Valley Times | Thursday, August 20, 1953.
Los Angeles' $2 000,000 misdemeanor farm near Saugus where the police department will seek to rehabilitate anti-social misdemeanants, chiefly alcoholics, will be ready for operation in January.
Hidden from highways, the co-called "drunk farm" stretches over three mesas. The upper and lower will be utilized for growing farm produce, and the middle mesa will be the site of the barracks and other structures.
A lieutenant, eight sergeants and probably 50 officers will staff the farm. Police officials said most of the personnel will be San Fernando Valley residents who will be taken to and from the farm by bus.
In addition to the barracks for men and women prisoners, plans call for an administration building, a large structure for carpentry, a large garage building, a produce building for processing farm crops and a sewage plant capable of serving 3,000 people.

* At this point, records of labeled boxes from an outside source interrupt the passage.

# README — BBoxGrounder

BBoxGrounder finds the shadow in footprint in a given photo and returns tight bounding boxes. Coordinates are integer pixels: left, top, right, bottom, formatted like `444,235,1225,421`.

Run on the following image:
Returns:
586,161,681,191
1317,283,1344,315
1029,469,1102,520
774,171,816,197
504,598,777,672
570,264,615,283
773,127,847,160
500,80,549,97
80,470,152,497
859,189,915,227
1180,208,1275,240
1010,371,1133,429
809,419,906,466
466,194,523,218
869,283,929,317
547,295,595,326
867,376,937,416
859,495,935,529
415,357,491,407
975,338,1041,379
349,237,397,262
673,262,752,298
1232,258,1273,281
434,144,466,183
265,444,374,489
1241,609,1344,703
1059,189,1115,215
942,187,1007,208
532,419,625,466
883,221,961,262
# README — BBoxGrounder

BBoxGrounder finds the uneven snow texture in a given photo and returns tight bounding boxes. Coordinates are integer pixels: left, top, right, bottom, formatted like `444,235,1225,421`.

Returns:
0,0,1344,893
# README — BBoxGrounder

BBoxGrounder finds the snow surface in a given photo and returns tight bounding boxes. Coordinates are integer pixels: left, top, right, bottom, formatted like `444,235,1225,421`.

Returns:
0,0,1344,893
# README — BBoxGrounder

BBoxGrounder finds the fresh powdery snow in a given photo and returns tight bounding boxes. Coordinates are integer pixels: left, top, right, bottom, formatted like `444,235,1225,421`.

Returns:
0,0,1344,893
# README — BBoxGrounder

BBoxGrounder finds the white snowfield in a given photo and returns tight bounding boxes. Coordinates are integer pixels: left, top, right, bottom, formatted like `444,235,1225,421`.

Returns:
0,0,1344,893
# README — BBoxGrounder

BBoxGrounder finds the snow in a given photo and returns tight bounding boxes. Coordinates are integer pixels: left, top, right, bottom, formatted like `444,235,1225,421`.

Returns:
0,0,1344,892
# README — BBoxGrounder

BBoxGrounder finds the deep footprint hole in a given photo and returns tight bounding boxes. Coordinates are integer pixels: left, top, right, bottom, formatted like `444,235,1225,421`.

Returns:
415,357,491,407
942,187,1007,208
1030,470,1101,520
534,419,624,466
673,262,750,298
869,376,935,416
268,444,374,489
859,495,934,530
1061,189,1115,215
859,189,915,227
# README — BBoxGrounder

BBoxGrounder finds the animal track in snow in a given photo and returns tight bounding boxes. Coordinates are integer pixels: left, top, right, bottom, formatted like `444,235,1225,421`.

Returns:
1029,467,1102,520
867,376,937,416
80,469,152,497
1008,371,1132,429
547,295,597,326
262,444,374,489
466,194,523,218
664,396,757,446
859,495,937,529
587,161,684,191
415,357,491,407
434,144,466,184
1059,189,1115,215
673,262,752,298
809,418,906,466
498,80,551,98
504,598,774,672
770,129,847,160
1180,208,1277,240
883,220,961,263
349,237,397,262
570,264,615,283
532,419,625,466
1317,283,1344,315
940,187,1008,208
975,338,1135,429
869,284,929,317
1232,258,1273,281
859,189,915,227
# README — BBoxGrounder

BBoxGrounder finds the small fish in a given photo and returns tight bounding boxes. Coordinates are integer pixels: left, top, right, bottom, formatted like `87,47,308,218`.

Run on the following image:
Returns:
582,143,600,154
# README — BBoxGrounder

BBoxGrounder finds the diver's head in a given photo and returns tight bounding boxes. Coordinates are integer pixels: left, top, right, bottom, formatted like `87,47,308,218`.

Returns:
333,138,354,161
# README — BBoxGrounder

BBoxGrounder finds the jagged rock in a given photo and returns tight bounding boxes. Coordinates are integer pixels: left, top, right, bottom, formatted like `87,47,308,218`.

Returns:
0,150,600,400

In asking approval of a bond issue in 1947 to finance the project, the police department said past experience had demonstrated there is a considerable social rehabilitation value in a work program for misdemeanants, which is closely supervised and conducted at a place remote from metropolitan sections.
The department said such a work program would form a progressive step in the progress of the offender between the habitual and the psychopathic stages of his habit pattern growth.
Aside from its rehabilitative value, the farm will also relieve crowded conditions at the Lincoln Heights Jail and furnish some produce of the jail and farm kitchens.
Overcrowding of the jail has been relieved to some extent by use of the waiver system whereby some arrested persons are detained at jail only long enough to ascertain if his police record discloses he is a dangerous person. Normally, a good record provides an immediate release from custody.
Police do not like this expediency because it is based on the size of the jail and the seriousness of the case at hand. The waiver system became necessary during the war years.